A Polícia Federal (PF) deflagrou, na manhã desta quinta-feira (21/12), a Operação Lágrimas de Sal, para investigar possíveis crimes cometidos durante os anos de exploração de sal-gema pela Braskem em Maceió (AL).
Aproximadamente 60 policiais federais cumprem 14 mandados judiciais de busca e apreensão, em endereços ligados aos investigados nas cidades de Maceió, no Rio de Janeiro e em Aracaju, capital de Sergipe. Os mandados foram expedidos pela Justiça Federal no estado de Alagoas.
Segundo o g1, os alvos das buscas incluem a direção, a área técnica e a gerência da Braskem:
- Diretor industrial da Braskem: Alvaro Cesar Oliveira de Almeida;
- Gerentes de produção: Marco Aurélio Cabral Campelo; Paulo Márcio Tibana; Galileu Moraes;
- Responsáveis técnicos: Paulo Roberto Cabral de Melo; Alex Cardoso da Silva.

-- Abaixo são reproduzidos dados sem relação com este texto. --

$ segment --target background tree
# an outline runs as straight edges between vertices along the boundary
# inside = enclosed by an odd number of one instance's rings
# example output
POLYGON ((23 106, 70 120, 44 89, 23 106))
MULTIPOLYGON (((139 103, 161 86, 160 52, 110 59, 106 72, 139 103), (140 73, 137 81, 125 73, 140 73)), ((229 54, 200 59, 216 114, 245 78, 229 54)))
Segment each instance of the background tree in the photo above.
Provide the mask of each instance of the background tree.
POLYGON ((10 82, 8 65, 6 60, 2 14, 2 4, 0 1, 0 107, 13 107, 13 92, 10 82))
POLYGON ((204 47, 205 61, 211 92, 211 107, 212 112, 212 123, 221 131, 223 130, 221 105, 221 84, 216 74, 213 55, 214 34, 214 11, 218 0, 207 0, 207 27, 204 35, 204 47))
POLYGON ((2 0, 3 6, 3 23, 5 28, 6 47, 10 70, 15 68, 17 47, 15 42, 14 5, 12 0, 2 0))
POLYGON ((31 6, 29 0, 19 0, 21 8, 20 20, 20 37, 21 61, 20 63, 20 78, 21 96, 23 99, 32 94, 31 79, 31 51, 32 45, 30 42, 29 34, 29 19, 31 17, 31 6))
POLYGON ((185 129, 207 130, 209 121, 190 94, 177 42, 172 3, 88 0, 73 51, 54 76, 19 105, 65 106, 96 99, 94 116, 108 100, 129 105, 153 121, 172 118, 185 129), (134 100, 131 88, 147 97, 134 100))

Além da petroquímica, a PF investiga também consultorias que prestaram serviço para a empresa: Modecon (RJ) e Flodim (SE).
Em nota, a Braskem afirmou que está acompanhando a operação da PF nesta manhã e que está à disposição das autoridades “como sempre atuou”. “Todas as informações serão prestadas no transcorrer do processo’’, informou a empresa. Veja a íntegra no fim da reportagem.
Indícios de crimes
As investigações da PF apuraram indícios de que as atividades de mineração desenvolvidas no local não “seguiram os parâmetros de segurança previstos na literatura científica e nos respectivos planos de lavra, que visavam a garantir a estabilidade das minas e a segurança da população que residia na superfície”.
A exploração de sal-gema na capital alagoana ocorreu de 1976 a 2019, resultando em grave instabilidade no solo de bairros como Pinheiro, Mutange, Bebedouro e adjacências. A área se tornou inabitável, tendo em vista os riscos de desmoronamento de casas, ruas e fechamento do comércio, levando mais de 60 mil pessoas a terem que deixar os bairros.
De acordo com as apurações feitas até agora, foram identificados indícios de apresentação de “dados falsos e omissão de informações relevantes aos órgãos públicos responsáveis pela fiscalização da atividade, permitindo assim a continuidade dos trabalhos, mesmo quando já presentes problemas de estabilidade das cavidades de sal e sinais de subsidência do solo acima das minas”.
A PF diz que os investigados poderão responder, na medida de suas responsabilidades, pelos crimes de poluição qualificada, usurpação de recursos da União, apresentação de estudos ambientais falsos ou enganosos, inclusive por omissão, entre outros delitos.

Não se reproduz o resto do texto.